Manajer itu mendengus, “Kau pikir kau siapa? Rekanmu merusak panggungku. Siapa yang memohon kesempatan tampil ini sebelumnya? Sekarang kalian hampir mengacaukan klubku!”

“Aku turut berduka cita atas hal itu!”

Hong Guan meminta maaf, “Aku akan bicara dengannya… dia sedang sedih malam ini dan minum sedikit. Untungnya, aku membuat akhir yang bagus. Penonton senang.”

Manajer itu melambaikan tangannya dengan kesal, “Cukup. Aku akan membayar gajimu tanpa potongan. Tapi untuk temanmu, tidak ada cara untuk mendapatkan gajinya. Aku bahkan tidak ingin melihatnya lagi nanti. Memangnya dia siapa?”

“Tuan, bisakah Kamu memberinya kesempatan lagi? Sayang sekali…”

“Kalau kau teruskan, kau bahkan tidak akan dapat sepeser pun.” Manajer itu menatap Hong Guan seolah menahan amarahnya.

Hong Guan tunduk pada kenyataan.

Manajer itu pergi dan menendang bass elektrik itu ke lantai. Ia menambahkan dengan nada ironis, “Seorang musisi? Konyol!”

Hong Guan diam saja, hanya menggertakkan giginya. Ia mengambil basnya ketika manajer pergi… Ia berkata dalam hati, tidak masalah mau mengambilnya atau tidak.

Ia menghela napas dan mengeluarkan ponselnya… untuk menelepon Cheng Yiran. Setelah ragu sejenak, ia memilih mengirim pesan instan alih-alih menelepon. Mengetik, ‘Tenang, Bro. Aku harus ke rumah sakit untuk menjenguk istriku. Hubungi saja aku jika perlu. Sayang sekali kita tidak menciptakan akhir yang bahagia.’

Namun dia mengubah kalimat terakhir menjadi ‘Bertemu dengan bahagia, berpisah dengan riang.’ sebelum mengirimkannya.

Hong Guan membereskan barang-barangnya dan pergi. Tiba-tiba ia tertawa, bahkan ia sendiri tidak tahu apa yang ia senyumi.

Untuk menghemat uang, ia berencana naik bus terakhir dan tidak naik taksi.

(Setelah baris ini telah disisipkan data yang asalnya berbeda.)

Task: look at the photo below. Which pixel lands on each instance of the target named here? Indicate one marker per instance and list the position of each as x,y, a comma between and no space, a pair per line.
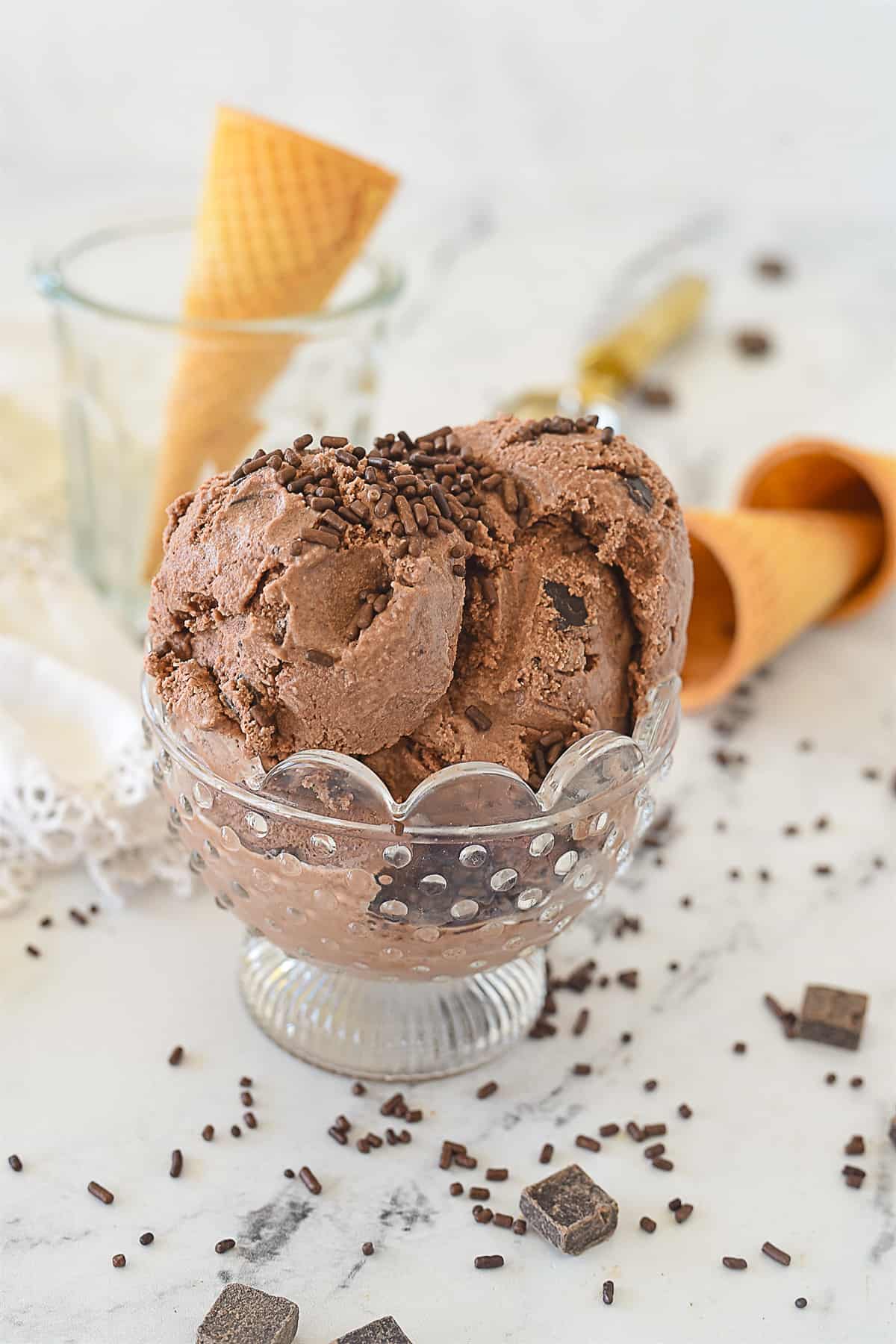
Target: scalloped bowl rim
642,772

“Sayang, aku sedang libur. Aku akan segera datang. Eh… Baiklah… Ups, aku lupa makan malam. Tidak apa-apa, aku akan membeli camilan di jalan.” Hong Guan mengobrol dengan istrinya melalui telepon. Ia mampir ke sebuah warung bakso ikan di pinggir jalan.

“Halo, apakah kamu masih punya makanan?”

Fish Ball Qiang menjawab sambil membaca koran di kursinya, “Hanya tersisa sedikit. Kalau kau mau, aku akan memberikan semuanya seharga lima RMB.”

“Tentu.” Hong Guan mengangguk.

Bakso Qiang berdiri dengan peralatannya dan meletakkan sisa bakso ikan dan tahu ikan dalam satu mangkuk. Ia melirik Hong Guan, “Sobat, apa kau seorang musisi?”

Hong Guan menatap alat musiknya di punggungnya, yang mungkin tak akan pernah dimainkan lagi. Ia menggelengkan kepala, “Tidak lagi.”

Fish Ball Qiang melirik lagi, “Wah, bukankah musik itu bagus?”

Hong Guan tersenyum, “Tidak ada alasan untuk melanjutkan.”

“Benarkah?” Fish Ball Qiang mengangguk dan menaburkan saus di atas makanannya. “Sudah selesai. Lima RMB, ya.”

Hong Guan membayarnya lalu pergi. Sebuah suara terdengar dari belakangnya, “Musikmu bagus, aku menikmatinya.” Ia berhenti dan berbalik, menatap Fish Ball Qiang. Lalu, ia mulai berjalan ke arah pria itu sambil tersenyum.

“Ada apa? Kamu butuh sumpit?”

Hong Guan menggelengkan kepalanya dan melepaskan bassnya, “Ini untukmu sekarang.”

“Untukku? Aku tidak akan mengembalikannya kalau kau menyesal nanti. Kau yakin mau memberikannya padaku?” Fish Ball Qiang menatapnya dengan rokok di mulutnya.

Hong Guan menepuk bahunya pelan tanpa berkata apa-apa. Ia mencium aroma makanan, “Baunya enak, pasti lezat.”

Fish Ball Qiang duduk sambil mengangkat bahu dan melanjutkan membaca korannya. Baginya, Hong Guan hanyalah seorang pria asing yang tak dikenal.

Ia menguap dan bersiap untuk membereskan kiosnya ketika musik kencang terdengar dari kelab malam, “Sial, kapan mereka akan tenang?” Namun, saat mendengarkan, ia asyik mendengarkan musik tanpa menyadari rokoknya jatuh.

Tanpa sadar ia melangkah maju… mendekati kelab malam itu. Ada sekelompok orang lain yang juga sedang melihat kelab malam itu. Mereka semua tertarik oleh musik yang menggema di dalam hati mereka.

Pada saat yang sama, sang manajer terkejut melihat semua orang menjadi liar termasuk para pelayan dan pemilik bar.

“Gila… gila…” Manajer itu pun tak kuasa menahan diri untuk tidak gemetar karena Cheng Yiran sedang bernyanyi di atas panggung. Lagu itu berjudul ‘Paranoid’.